The Justice Department told Congress in a report in March it is reinvestigating Till’s slaying in Money, Mississippi, in 1955 after receiving “new information.” The case was closed in 2007 with authorities saying the suspects were dead; a state grand jury didn’t file any new charges.
Deborah Watts, a cousin of Till, said she was unaware the case had been reopened until contacted by The Associated Press on Wednesday.
The federal report, sent annually to lawmakers under a law that bears Till’s name, does not indicate what the new information might be.
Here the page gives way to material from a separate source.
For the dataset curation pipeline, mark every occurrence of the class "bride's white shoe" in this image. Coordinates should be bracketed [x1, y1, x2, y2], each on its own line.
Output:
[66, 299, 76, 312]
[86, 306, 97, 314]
JUST IN: Citing “new information,” the Justice Department is re-opening the investigation into the 1955 slaying of Emmett Till https://t.co/ED3Ez2Ov4u
— Pittsburgh Post-Gazette (@PittsburghPG) July 12, 2018
It’s not clear to me why the case would be re-opened, unless the new information indicates that the two men who were tried and acquitted by a racist jury didn’t commit the crime. The woman who claimed, at the time, that Till either offended her or assaulted her in some way has recently granted an interview recanting her testimony. Unless they’ve got different perpetrators in mind and evidence to support it, this will remain a horrifying event and miscarriage of justice forever.